Kit thought, having seen the creatures’ images in the manual more than once, and having thought every time that he’d rather not see them in the flesh. They weren’t the heraldic beasts that went by the name, but a worse thing that the Lone Power had constructed from spare parts in Its spare time—a minion-creature that served as mindless messenger and doer of small dirty deeds.
And it sees me. The stealth spell’s not working, either—

There were three kinds of basilisk: hot, cold, and starry. It was plain enough to Kit which kind he was dealing with here, and he knew the remedy for them if they got too close.
Heat—

Kit flipped his manual open to its notes and storage area. Some time back during the summer, his pop had been having a lot of trouble keeping the barbecue lit, and Kit—unnerved by the overconfident way his pop sprayed the lighting fluid around in his attempts to relight it—had started working with some of the wizardries that temporarily “set” air solid and selectively reflective, so that it could be used to produce laser beams. When the barbecue season had come to an end, Kit had stored those wizardries in his manual for the next year. Now he hurriedly pulled one of them out, shook the long chain of characters out until it solidified into a rod, and twiddled its end to reset the air variable. Fortunately it didn’t take long: all he had to do was deduct the oxygen and add some hydrocarbons.
Right.
Here we go—

Kit stuffed his manual into his parka pocket, shouldered the bright-glowing rod of the laser, and waited for the basilisk to swoop at him … and then was disappointed when it didn’t bother, but just went screaming on past. Several others followed, all heading in the direction Darryl had gone. Kit stood there for a moment and let out a long breath that was as much frustration as relief.
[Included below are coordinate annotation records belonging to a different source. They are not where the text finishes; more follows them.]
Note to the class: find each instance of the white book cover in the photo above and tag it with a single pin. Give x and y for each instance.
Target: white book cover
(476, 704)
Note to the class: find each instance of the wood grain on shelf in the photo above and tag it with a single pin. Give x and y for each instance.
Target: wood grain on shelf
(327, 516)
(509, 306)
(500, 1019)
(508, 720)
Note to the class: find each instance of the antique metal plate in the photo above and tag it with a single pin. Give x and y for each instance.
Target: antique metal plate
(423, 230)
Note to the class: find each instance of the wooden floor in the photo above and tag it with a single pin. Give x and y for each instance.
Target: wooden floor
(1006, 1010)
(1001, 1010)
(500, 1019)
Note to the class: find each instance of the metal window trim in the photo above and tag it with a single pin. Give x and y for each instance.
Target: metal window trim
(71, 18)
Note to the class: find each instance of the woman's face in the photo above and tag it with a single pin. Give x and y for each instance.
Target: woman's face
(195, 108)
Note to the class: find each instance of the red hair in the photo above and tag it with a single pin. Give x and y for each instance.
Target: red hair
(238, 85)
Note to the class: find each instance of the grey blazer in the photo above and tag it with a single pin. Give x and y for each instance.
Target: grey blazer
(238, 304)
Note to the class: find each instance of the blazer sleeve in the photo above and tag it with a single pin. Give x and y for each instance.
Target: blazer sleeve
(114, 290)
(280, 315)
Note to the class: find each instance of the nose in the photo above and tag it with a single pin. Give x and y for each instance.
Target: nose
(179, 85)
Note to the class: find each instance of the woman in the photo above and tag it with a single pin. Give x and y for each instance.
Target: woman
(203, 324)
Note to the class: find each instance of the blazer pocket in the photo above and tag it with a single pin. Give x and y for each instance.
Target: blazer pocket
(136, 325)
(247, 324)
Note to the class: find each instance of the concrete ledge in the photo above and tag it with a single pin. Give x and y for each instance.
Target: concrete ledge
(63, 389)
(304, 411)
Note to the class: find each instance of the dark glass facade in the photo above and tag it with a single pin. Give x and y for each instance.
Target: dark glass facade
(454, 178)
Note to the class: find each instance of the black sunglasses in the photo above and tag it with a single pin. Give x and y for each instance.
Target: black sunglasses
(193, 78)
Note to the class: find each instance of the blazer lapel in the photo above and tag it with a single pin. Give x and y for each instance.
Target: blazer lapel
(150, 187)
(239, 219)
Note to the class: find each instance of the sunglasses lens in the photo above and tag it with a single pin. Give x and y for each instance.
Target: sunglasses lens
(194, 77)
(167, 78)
It was annoying to have something to shoot with, and something worth shooting at, and then not have an excuse to shoot at it.

He’s stopped running,
Ponch said suddenly

“What?” Kit said. “They’ve caught him!”

I’m not sure,
Ponch said.

“Come on!”

They ran the way Darryl had gone. As they ran, something occurred to Kit.
I was right, I’m onto something. The way the stealth spell wouldn’t work, but this stuff does? Can’t be accidental. Darryl didn’t just build this scenario: he’s engineered it to work exactly the way it’s doing. And it may not even be an interior universe at all.
This could be a genuine alternate universe, custom-made, the kind of places Nita had been working with to help her mother—the kind of thing Ponch had started creating on his own.